The experts discovered the new bacteria species, Candidatus Phytoplasma dypsidis, while investigating a disease outbreak in a botanical garden in Queensland, Australia.
A few years ago, several ornamental palms in the Cairns Botanic Gardens died mysteriously. Dr. Richard Davis and colleagues from the Australian Government Department of Agriculture, Water and the Environment analyzed a sample from one of the diseased plants.
Genetic testing showed that the bacterium was similar to other species of Candidatus Phytoplasma, many of which are responsible for disease epidemics in palms elsewhere. However, the new strain was different enough to be distinguished as an independent species.
“When the laboratory testing indicated it was something close to, but not the same as, devastating palm pathogens overseas, we were very surprised,” said Dr Davis.
“At first we thought it was most likely an unrelated fungal disease. Almost as an afterthought, I suggested we screen for phytoplasma because there are some very bad phytoplasma diseases of palms moving around the world, including in neighboring Papua New Guinea.”
So far, Candidatus Phytoplasma dypsidis has infected 12 different species of palms, including Cocos nucifera, which produces coconuts.
“Although palms are not grown as a cash crop in Australia, they are important ornamental garden and amenity plants. Coconuts and other palms are an economically significant component of Australia’s tourism industry in the tropics,” said Dr Davis.

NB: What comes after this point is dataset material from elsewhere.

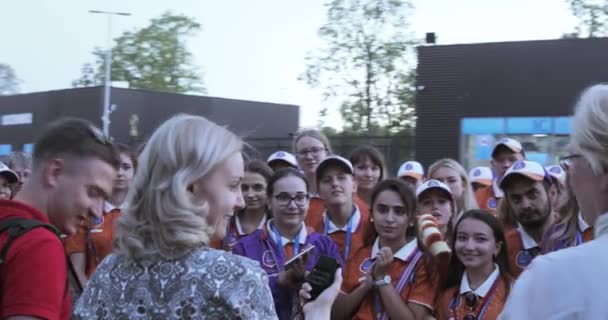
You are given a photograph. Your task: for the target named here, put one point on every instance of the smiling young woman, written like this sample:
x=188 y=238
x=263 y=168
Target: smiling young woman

“Palms take on a much greater significance in most of the countries near Australia, in south east Asia and the Pacific, where coconuts are ‘the tree of life’. It is important to raise awareness of a new disease threat, such as this, so that regional biosecurity measures can be prioritized.”
The experts speculate that the bacteria and wilt disease is being spread from plant to plant by insects which feed on phloem, the tissue which transports nutrients around the plant.
“It seems certain from our observations of how this thing has spread through the local area, that there must be an insect vector. Finding out what vector species are involved is a vital next research priority.”
“Australia, New Zealand and the Pacific island countries and territories have an enviable plant and animal health status compared to much of the rest of the world. Because we are islands, we have escaped many significant plant disease threats that have traveled around the world, over history,” explained Dr. Davis.
“As biosecurity plant pathologists for the Australian Government Department of Agriculture, Water and the Environment, our team’s main role is to look out for and detect incursions of exotic plant pathogens. We usually do this in remote parts of Australia’s north, so to come across something much closer to home in the suburbs of Cairns, in far North Queensland, Australia, was unusual. However, we have no evidence to suggest this is an incursion from overseas because it is a unique organism. It may well be indigenous to Australia and some as yet unknown factor has triggered a disease outbreak.”
Dr. Davis is concerned that the new wilting disease could spread outside of Cairns and affect palm populations further north. “North of Cairns, we have threatened ecological communities of fan palms which are of great environmental significance.”
The researchers will continue to monitor the spread of Candidatus Phytoplasma dypsidis, and will investigate a number of questions that remain, such as whether the bacteria is capable of infecting other types of plants, including bananas and other crops.
The study is published in the International Journal of Systematic and Evolutionary Microbiology.